うわごと、なぎこと、えそらごと

凪沙帳

第1話 旅の始まり

マットレスに投げ出した体は、どこまでも沈んでいきます。さっき引っ掛けたビールのせいかもしれません。気泡が頬に当たるような気がします。溺れているのでしょうか。息は苦しいのに、不思議と気持ちは凪いでいます。これは正確ではないかもしれません。

例えば沸騰したスープ。混ざりきった諸々の感情が水面で爆ぜるように。


これもどうなのでしょう。煮沸に例えられるような激しさがあるのでしょうか。もっとにこごった、沈殿する澱のようなものかもしれません。

絶望しているのでしょうか。何に? 私には何も分かりません。


今日は休日の最終日で、昨日は会いたい人にドタキャンされて、明日は深夜までの残業が確定しています。でもそんなことは大した問題ではありません。いつものことです。

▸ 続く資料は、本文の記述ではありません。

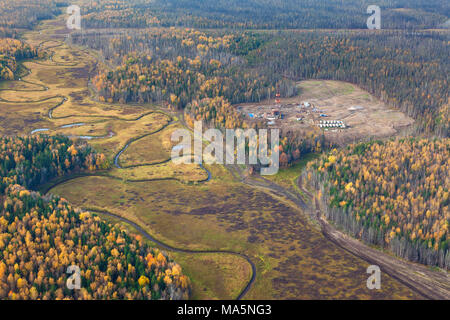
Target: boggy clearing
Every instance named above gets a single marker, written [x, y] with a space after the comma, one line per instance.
[232, 239]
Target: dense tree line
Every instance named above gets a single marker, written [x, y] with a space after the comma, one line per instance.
[264, 14]
[178, 66]
[406, 70]
[393, 194]
[24, 14]
[41, 236]
[30, 161]
[11, 51]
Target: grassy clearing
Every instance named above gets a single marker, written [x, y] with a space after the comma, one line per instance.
[187, 173]
[213, 275]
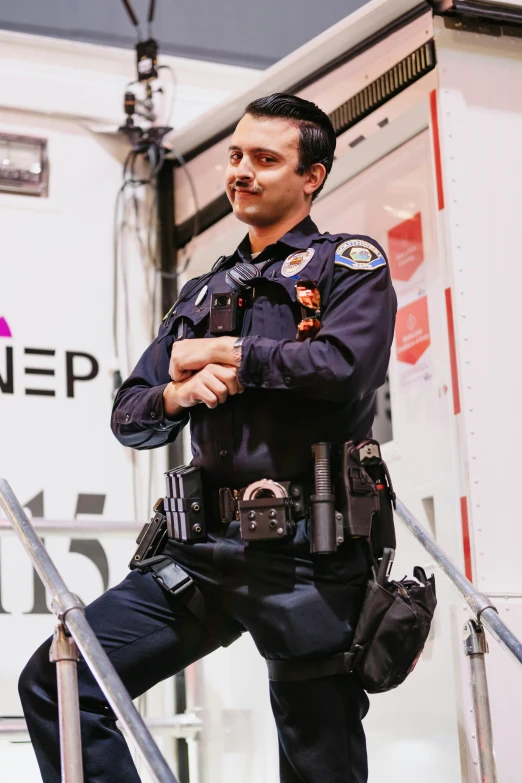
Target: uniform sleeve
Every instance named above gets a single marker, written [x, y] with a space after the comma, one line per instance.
[349, 356]
[138, 417]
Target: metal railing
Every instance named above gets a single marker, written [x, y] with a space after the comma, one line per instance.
[70, 613]
[475, 643]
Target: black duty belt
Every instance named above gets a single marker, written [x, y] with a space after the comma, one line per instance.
[265, 509]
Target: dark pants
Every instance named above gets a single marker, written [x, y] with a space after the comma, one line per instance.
[294, 605]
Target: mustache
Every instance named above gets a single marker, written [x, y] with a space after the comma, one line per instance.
[255, 189]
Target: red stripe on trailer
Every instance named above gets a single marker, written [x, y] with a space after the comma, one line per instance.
[465, 538]
[436, 148]
[453, 352]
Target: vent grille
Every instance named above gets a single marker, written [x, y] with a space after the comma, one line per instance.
[398, 78]
[387, 86]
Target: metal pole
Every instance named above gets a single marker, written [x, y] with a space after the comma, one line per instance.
[64, 653]
[479, 604]
[476, 646]
[69, 610]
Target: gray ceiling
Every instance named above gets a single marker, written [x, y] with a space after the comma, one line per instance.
[254, 33]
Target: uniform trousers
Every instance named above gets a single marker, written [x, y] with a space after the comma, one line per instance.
[294, 604]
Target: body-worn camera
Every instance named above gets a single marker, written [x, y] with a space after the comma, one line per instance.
[226, 313]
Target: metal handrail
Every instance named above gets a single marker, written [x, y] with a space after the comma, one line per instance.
[69, 611]
[475, 643]
[184, 725]
[91, 528]
[479, 604]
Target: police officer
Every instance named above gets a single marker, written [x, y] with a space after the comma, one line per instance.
[293, 373]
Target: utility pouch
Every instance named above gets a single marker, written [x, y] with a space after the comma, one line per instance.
[152, 538]
[365, 495]
[183, 503]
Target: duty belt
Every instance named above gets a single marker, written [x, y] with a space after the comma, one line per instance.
[265, 509]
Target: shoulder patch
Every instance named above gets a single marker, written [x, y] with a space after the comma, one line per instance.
[359, 254]
[169, 312]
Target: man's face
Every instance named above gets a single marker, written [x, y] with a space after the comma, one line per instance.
[261, 180]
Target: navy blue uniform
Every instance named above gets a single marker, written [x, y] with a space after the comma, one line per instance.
[294, 604]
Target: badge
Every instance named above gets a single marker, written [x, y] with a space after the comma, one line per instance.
[359, 254]
[296, 262]
[202, 294]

生きていく上で何度となく乗り越えてきた、ちょっとした障害に過ぎないのです。

もっと根本的な、根元的な、例えば自意識に関わるような所に、問題の根っこがあるように思われます。


恥ずかしながら私は小説を書くことを趣味としています。何が恥ずかしいのか? これははっきりしています。私にとって小説を書くことは自分をさらけ出すことだからです。内面を覗かれるということは、自分の器の小ささを見透かされるということですから。

でも私は書くのです。書くことでしか、誰かに褒められたり、認められたりすることが出来ないからです。だから趣味と言うよりは、ライフワークに緊密に組み込まれたものと言った方が正確なのでしょう。

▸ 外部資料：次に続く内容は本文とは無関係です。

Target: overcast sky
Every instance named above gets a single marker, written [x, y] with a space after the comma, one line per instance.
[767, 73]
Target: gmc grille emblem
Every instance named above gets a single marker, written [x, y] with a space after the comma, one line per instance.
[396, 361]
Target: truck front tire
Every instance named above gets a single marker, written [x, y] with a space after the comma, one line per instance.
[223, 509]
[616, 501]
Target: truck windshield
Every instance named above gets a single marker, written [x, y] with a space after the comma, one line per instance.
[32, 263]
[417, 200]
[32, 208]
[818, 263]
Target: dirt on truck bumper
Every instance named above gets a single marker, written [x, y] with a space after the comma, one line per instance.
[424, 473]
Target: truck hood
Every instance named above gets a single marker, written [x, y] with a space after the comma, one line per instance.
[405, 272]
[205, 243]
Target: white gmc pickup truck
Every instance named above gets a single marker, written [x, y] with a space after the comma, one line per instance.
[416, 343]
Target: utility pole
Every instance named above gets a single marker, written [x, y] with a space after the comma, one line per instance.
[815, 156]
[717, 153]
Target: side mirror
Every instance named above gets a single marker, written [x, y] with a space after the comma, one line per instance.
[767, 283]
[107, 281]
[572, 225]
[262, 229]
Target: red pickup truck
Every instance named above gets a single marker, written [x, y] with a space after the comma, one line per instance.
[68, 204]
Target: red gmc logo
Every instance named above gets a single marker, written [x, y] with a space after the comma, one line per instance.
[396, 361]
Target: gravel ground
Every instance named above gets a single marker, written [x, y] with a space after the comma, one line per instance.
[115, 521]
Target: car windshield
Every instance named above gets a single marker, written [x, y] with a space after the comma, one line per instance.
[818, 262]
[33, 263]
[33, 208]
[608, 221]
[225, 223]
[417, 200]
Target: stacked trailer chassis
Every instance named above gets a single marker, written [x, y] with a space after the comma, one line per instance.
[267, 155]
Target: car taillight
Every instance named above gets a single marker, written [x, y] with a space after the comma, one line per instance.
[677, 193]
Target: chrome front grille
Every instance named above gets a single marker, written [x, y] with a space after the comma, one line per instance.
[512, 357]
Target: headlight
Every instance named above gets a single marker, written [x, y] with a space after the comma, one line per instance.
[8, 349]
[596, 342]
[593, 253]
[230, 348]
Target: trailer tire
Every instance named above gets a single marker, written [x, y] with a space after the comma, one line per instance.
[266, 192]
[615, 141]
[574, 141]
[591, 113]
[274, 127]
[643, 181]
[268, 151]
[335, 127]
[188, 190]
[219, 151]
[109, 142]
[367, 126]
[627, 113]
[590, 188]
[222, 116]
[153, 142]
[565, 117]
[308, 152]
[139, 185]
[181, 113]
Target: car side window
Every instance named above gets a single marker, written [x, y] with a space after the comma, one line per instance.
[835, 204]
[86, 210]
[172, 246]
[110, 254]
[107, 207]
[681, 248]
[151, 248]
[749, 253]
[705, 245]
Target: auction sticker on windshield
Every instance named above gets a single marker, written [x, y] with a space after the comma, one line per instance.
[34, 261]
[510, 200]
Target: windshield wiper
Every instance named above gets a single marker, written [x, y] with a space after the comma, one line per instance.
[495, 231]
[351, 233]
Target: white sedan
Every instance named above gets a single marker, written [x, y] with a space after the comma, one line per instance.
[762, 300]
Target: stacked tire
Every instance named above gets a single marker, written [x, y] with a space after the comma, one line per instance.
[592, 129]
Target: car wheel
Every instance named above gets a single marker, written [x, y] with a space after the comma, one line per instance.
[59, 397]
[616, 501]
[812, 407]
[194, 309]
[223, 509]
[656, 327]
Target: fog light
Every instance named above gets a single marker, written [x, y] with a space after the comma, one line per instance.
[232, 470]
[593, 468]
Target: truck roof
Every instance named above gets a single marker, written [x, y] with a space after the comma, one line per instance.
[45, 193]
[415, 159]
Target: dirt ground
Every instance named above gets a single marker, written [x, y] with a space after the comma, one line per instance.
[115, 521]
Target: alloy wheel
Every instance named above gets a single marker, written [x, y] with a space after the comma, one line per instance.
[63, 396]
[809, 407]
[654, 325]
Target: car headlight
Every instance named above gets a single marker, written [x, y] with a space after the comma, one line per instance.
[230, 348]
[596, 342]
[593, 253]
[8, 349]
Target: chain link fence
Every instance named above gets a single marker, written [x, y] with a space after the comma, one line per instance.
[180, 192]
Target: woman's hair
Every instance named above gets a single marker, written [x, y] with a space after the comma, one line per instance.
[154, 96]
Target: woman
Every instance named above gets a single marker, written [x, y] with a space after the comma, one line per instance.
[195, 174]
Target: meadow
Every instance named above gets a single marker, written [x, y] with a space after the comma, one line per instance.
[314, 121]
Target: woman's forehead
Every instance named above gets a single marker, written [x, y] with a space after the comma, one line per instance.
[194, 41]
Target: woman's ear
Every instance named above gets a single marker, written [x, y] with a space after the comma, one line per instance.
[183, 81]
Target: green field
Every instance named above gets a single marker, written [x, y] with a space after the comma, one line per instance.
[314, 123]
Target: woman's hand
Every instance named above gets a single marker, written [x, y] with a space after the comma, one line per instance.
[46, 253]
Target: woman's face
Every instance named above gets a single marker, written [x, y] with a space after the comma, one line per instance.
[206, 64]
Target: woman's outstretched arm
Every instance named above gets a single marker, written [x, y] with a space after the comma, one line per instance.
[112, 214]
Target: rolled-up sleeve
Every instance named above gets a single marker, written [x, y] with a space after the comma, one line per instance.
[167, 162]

自分をさらけ出すことと言いましたが、これには幾分かの虚飾が含まれます。

私は憧れや理想の中に、自分ではない誰かの現実を詰め込みます。趣味嗜好の発露でこそあれ、自己を吐露する行為かと問われればそう言いきれないところもあります。

だから自分自身に切り込む必要があることを私は感じています。


切り込むということは、血が流れるということです。痛くて苦しくても、もう二度と書くことがなくなってしまわないように、私は自分の中の執筆する意味というものを明確に定義しなければならないと思います。


深く、静かな絶望の中にいて、活路を見出だすなら、自己を表現する言葉しかないだろう。悶々とした日々の中で私が見つけた結論はそれでした。


まどろんでいる意識の中で、それでもはっきりと、これから長い思索の旅路を行くことを私は理解していました。


これは、私がうなされる過去へのうわごと、死にたい現実への泣き言、遥か理想への絵空事。